HAC-KIMAX – Rechtliche Einordnung und Risiken

HAC-KIMAX – Fehlende Transparenz und Greifbarkeit

Ein zentrales Risiko bei der App HAC-KIMAX liegt in der fehlenden Transparenz über Betreiber, Verantwortliche und rechtliche Grundlagen. Seriöse Anbieter benennen klar, wer Vertragspartner ist, welcher Aufsicht sie unterliegen und nach welchen Regeln Kundengelder verwaltet werden. Fehlen diese Angaben oder bleiben sie vage, sind rechtliche Schritte im Konfliktfall erheblich erschwert.

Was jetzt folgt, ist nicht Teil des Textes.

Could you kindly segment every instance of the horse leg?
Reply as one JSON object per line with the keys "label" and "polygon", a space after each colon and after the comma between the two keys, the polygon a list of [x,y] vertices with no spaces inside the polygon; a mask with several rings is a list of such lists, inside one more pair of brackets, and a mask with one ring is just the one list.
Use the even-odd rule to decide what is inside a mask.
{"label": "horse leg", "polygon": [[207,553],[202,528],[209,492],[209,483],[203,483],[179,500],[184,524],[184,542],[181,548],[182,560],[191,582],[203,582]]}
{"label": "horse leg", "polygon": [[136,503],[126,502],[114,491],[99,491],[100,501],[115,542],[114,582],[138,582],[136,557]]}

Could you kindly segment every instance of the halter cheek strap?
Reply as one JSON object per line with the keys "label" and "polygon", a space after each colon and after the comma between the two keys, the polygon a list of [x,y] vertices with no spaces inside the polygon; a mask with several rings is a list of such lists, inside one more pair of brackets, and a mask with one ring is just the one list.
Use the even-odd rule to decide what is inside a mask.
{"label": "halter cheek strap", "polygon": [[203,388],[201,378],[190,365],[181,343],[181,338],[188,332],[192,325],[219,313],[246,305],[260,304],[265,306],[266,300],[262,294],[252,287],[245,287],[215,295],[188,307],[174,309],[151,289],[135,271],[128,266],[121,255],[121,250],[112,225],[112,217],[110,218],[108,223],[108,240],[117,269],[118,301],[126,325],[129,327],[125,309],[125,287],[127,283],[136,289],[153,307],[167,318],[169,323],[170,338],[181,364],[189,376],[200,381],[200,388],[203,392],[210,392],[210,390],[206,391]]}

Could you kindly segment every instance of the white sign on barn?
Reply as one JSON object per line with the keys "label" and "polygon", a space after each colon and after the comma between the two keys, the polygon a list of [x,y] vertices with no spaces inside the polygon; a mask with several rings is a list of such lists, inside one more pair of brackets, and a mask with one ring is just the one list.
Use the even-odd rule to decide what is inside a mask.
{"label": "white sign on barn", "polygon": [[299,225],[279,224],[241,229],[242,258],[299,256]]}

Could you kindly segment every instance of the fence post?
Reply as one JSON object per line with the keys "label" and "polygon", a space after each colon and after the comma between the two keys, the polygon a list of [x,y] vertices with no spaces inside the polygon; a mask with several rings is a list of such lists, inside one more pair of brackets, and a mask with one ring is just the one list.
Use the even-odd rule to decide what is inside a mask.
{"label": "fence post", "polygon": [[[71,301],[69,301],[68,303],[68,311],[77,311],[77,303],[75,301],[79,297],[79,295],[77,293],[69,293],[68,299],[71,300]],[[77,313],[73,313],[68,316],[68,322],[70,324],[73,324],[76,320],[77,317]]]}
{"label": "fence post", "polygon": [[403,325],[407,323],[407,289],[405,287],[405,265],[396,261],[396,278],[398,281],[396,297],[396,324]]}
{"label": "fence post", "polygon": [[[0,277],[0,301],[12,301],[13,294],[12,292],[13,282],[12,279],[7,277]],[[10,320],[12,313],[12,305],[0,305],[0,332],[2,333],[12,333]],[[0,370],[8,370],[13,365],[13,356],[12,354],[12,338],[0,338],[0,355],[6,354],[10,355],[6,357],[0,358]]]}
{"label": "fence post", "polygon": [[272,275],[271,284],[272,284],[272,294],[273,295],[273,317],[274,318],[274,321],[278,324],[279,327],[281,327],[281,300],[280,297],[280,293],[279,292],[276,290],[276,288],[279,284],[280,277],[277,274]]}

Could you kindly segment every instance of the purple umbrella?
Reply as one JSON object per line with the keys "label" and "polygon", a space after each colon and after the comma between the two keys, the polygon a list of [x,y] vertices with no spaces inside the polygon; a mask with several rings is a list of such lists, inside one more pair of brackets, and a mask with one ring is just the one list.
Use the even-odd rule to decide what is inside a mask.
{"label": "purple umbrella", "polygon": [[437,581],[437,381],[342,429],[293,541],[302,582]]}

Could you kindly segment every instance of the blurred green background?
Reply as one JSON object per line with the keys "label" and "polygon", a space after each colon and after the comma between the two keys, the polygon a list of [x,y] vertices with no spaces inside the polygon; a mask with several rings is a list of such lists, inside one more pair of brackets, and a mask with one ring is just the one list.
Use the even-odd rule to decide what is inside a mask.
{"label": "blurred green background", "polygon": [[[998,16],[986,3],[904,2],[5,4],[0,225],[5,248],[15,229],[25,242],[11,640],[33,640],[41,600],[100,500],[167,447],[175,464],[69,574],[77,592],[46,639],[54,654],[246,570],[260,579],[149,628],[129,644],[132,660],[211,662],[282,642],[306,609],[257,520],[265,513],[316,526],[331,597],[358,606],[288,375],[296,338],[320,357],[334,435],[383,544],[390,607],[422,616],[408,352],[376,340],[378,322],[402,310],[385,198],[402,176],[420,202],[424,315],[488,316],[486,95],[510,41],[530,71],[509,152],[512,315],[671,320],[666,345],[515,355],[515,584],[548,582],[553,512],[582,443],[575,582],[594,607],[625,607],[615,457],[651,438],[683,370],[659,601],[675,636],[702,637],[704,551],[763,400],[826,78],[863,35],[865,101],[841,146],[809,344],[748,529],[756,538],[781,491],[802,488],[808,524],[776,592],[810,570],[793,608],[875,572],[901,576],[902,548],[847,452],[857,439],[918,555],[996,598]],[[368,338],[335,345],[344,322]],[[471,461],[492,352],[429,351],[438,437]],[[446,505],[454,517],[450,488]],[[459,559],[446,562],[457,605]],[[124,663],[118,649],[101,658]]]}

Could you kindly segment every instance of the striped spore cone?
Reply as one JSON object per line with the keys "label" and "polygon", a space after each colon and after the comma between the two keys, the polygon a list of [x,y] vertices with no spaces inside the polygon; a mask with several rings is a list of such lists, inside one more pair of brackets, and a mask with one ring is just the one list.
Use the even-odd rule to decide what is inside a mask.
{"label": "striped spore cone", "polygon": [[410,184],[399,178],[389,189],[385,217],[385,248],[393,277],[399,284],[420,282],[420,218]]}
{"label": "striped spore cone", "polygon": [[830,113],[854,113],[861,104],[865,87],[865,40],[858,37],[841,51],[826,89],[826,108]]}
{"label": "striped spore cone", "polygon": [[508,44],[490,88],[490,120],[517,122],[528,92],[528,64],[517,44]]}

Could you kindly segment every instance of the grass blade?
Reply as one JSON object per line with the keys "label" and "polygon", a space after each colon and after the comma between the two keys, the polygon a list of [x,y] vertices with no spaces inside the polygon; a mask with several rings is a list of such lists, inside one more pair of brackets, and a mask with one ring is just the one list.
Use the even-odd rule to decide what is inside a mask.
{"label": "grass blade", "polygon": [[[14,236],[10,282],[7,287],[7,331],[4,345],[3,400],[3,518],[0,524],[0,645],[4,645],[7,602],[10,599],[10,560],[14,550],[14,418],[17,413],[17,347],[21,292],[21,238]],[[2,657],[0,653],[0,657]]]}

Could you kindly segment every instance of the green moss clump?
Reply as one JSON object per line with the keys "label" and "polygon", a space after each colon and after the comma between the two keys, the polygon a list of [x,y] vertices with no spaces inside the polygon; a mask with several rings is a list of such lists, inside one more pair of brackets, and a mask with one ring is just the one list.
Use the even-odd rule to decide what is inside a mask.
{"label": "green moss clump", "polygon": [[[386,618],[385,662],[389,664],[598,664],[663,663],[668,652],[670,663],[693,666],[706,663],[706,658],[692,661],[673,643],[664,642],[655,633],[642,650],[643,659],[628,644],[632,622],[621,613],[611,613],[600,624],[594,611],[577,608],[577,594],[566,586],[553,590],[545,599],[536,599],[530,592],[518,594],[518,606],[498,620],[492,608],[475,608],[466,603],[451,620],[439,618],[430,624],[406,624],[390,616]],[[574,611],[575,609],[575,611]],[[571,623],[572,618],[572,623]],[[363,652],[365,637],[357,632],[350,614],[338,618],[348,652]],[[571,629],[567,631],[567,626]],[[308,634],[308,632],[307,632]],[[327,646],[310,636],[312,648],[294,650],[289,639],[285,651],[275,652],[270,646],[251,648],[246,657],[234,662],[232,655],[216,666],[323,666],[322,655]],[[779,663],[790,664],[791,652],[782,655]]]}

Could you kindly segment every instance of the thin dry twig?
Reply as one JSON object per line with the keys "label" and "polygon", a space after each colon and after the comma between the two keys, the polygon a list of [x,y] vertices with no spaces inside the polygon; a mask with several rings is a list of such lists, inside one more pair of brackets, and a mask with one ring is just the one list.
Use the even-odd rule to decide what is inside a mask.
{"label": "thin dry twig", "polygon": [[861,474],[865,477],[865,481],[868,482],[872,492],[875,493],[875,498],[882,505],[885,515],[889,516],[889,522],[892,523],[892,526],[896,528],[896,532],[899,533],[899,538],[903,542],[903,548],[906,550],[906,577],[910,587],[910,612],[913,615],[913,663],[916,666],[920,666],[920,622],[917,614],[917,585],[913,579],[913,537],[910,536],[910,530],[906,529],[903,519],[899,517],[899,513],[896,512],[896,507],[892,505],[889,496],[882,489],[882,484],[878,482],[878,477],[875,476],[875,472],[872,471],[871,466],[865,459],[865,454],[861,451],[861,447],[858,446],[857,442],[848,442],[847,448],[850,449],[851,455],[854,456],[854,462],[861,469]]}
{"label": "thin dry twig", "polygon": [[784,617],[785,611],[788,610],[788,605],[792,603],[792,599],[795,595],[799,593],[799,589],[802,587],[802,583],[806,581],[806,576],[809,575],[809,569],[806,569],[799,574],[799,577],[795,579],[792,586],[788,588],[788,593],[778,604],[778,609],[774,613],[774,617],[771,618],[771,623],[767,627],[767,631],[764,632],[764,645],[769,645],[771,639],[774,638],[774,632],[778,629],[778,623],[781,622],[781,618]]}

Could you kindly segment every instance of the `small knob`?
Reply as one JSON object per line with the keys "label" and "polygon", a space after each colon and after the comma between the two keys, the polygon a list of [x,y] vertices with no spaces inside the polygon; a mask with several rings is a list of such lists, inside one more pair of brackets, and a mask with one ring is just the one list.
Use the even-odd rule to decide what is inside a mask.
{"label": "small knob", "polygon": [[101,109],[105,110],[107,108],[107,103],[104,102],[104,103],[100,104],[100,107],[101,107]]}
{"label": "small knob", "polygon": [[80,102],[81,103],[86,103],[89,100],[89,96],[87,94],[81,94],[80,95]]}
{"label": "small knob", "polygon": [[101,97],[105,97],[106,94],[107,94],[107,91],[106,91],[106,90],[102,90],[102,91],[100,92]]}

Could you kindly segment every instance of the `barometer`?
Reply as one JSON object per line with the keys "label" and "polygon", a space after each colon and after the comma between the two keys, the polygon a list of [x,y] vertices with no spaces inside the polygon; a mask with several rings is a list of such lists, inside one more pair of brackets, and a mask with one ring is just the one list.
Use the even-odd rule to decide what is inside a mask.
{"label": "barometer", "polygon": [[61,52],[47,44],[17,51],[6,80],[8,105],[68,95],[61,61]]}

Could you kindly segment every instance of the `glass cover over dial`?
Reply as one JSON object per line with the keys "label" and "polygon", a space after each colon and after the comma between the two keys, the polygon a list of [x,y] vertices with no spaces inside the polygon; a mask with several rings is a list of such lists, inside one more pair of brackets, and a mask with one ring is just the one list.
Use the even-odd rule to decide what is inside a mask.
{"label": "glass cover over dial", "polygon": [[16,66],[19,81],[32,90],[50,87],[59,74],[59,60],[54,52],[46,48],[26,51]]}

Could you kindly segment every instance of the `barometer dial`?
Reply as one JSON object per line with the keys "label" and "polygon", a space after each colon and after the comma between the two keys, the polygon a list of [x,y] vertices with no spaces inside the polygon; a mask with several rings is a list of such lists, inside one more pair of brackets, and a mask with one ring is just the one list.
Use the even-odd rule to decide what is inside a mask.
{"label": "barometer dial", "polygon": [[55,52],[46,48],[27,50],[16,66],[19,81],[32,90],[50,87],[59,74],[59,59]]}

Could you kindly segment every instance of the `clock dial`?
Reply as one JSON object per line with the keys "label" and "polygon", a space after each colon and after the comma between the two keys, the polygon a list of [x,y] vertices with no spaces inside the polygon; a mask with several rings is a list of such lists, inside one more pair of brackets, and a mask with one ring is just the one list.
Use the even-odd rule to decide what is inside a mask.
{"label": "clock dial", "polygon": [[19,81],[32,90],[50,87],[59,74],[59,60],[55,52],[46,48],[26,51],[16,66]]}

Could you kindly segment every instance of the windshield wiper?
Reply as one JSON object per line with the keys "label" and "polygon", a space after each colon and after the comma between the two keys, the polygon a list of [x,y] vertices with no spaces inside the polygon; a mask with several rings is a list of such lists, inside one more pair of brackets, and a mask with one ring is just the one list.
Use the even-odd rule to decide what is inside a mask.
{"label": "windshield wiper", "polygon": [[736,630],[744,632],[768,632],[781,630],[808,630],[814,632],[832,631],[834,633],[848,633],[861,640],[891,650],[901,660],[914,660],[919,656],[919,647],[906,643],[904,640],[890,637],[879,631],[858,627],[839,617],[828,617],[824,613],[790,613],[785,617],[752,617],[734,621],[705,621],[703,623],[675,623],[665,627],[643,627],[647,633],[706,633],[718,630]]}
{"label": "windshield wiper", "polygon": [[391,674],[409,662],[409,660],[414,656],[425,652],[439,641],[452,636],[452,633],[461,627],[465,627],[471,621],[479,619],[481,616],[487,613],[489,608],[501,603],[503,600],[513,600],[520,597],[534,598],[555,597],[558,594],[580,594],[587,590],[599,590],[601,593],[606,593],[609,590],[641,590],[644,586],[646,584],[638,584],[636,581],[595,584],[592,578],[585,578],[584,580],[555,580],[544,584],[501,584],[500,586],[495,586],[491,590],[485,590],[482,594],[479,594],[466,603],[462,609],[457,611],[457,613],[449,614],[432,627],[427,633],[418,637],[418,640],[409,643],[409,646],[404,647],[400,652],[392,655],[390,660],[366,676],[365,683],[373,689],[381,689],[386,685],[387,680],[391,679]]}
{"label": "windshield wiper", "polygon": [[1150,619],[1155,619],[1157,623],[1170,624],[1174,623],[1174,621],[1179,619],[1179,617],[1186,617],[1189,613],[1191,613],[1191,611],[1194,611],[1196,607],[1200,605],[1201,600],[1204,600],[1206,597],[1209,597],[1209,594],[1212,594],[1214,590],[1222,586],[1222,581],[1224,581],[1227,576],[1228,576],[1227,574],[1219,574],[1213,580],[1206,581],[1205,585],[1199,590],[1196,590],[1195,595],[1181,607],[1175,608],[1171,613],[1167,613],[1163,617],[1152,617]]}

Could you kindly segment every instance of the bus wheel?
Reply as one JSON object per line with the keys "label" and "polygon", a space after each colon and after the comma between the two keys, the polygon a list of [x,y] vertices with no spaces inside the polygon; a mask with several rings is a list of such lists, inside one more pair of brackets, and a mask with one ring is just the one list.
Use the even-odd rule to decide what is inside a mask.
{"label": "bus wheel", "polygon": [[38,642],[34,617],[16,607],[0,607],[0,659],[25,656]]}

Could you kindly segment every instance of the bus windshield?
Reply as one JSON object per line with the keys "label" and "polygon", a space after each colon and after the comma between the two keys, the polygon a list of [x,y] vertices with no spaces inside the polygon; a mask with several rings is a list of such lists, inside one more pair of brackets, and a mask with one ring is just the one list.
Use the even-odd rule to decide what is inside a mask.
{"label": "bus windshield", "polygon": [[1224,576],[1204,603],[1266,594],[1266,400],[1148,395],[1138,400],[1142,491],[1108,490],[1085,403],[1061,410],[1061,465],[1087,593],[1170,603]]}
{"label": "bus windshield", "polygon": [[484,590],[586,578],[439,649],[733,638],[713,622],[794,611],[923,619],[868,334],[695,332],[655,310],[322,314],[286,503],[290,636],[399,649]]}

HAC-KIMAX – Gefahr weiterer Schäden

Besonders gefährlich ist die Situation für Betroffene nach ersten Verlusten oder Auszahlungsproblemen. In dieser Phase treten nicht selten weitere Akteure auf, die eine Rückholung des Geldes versprechen. Auch hierbei handelt es sich häufig um eine Fortsetzung des Betrugs.

Fazit

Die App HAC-KIMAX sowie das Auftreten der angeblichen Experten Julia Schneider und „Prof. Neubrandner“ weisen mehrere Merkmale auf, die aus bekannten Fällen des Online-Anlagebetrugs bekannt sind. Autoritätsaufbau über Namen und Titel, persönliche Betreuung ohne überprüfbare Grundlage, fehlende Nachweise für reale Investitionen und typische Probleme bei Auszahlungen sprechen für ein erhebliches Risiko. Anleger sollten äußerste Vorsicht walten lassen, keine weiteren Zahlungen leisten und frühzeitig eine rechtliche Einordnung vornehmen.